Certains sont venus spécialement: "Je suis fils d'agriculteur, je sais la difficulté que c'est de produire et vendre. J'ai entendu qu'ils étaient obligés de vendre à 50 centimes le kilo, je trouve ça insupportable", déclare Xavier Buffet-Delmas, 62 ans, reparti avec un sac de noix, des cerneaux et une bouteille d'huile.
En France, premier producteur européen de noix, la production se concentre en Rhône-Alpes, Aquitaine et Midi-Pyrénées. Après une saison 2020-21 où les confinements avaient conduit à une consommation record à domicile, l'année suivante a été plus morose, alors que la production progressait de 30%.
Le pays exporte des noix (21.400 tonnes en 2021) mais importe des cerneaux (12.000 tonnes), selon les données du ministère. La concurrence est rude, essentiellement américaine et chilienne. La Chine, premier producteur mondial, consomme une grande partie de sa production.
"Il me reste 15 tonnes sur les bras.
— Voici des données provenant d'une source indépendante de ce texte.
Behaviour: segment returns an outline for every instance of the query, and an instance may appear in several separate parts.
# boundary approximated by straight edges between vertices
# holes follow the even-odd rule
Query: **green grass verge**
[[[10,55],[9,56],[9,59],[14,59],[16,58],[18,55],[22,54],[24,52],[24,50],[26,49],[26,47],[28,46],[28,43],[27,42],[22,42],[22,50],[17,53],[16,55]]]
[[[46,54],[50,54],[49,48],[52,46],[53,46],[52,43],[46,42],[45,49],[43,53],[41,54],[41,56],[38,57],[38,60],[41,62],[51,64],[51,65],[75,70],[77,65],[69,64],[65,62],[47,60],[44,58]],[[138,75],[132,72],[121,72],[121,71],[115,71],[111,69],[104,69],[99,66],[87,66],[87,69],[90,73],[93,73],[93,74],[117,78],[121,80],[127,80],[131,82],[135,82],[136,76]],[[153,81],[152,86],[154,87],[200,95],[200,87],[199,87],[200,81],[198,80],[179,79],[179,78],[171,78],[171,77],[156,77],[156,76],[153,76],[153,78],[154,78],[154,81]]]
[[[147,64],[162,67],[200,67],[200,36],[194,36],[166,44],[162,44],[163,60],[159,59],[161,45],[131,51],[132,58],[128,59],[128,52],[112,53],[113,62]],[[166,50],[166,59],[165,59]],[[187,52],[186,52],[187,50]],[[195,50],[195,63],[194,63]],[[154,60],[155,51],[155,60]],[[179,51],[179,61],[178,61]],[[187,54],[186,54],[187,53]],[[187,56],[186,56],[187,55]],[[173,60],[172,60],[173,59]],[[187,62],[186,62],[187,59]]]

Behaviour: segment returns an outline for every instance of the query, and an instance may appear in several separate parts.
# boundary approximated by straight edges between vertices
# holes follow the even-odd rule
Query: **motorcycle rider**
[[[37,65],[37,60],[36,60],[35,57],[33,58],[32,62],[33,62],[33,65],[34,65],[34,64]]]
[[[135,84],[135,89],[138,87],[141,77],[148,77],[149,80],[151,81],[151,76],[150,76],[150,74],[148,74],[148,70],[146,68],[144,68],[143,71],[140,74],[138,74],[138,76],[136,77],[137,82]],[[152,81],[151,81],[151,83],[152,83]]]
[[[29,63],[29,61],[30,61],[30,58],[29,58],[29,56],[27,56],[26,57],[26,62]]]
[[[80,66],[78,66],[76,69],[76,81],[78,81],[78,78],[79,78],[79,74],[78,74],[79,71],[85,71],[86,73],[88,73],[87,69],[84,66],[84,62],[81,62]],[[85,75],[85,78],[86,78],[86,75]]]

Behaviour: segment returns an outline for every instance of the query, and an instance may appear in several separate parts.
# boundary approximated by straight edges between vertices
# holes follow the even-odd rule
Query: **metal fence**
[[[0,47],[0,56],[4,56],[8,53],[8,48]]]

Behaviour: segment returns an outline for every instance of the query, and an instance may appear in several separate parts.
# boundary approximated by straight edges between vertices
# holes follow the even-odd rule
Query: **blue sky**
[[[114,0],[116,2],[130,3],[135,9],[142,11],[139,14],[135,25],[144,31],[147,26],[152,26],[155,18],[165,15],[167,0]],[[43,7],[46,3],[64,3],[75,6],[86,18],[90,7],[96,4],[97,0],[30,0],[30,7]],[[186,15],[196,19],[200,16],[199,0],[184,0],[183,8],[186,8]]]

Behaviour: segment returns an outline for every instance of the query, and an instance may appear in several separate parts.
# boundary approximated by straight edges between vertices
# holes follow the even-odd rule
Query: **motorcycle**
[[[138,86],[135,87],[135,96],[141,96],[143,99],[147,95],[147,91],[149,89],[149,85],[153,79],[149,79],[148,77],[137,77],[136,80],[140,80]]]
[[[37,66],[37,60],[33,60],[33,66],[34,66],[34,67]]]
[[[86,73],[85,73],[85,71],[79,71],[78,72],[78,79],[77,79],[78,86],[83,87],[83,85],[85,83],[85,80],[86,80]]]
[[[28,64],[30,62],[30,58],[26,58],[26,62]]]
Ca commence à être un peu la panique avec la chaleur qui arrive", explique Baptiste Poujade, qui a installé une chambre froide pour "sauver" une partie de sa production mais ne peut pas tout stocker au frais "vu les prix de l'énergie".
Début mai, le ministre de l'Agriculture Marc Fesneau avait fait le constat d'une "crise de croissance" dans "un contexte de surproduction", affirmant qu'il fallait "faire un travail de communication y compris avec la grande distribution, pour mieux valoriser la noix et déstocker cette année".
Les producteurs voudraient avant tout "une aide d'urgence" ou "une prime à l'arrachage pour favoriser le renouvellement des vergers".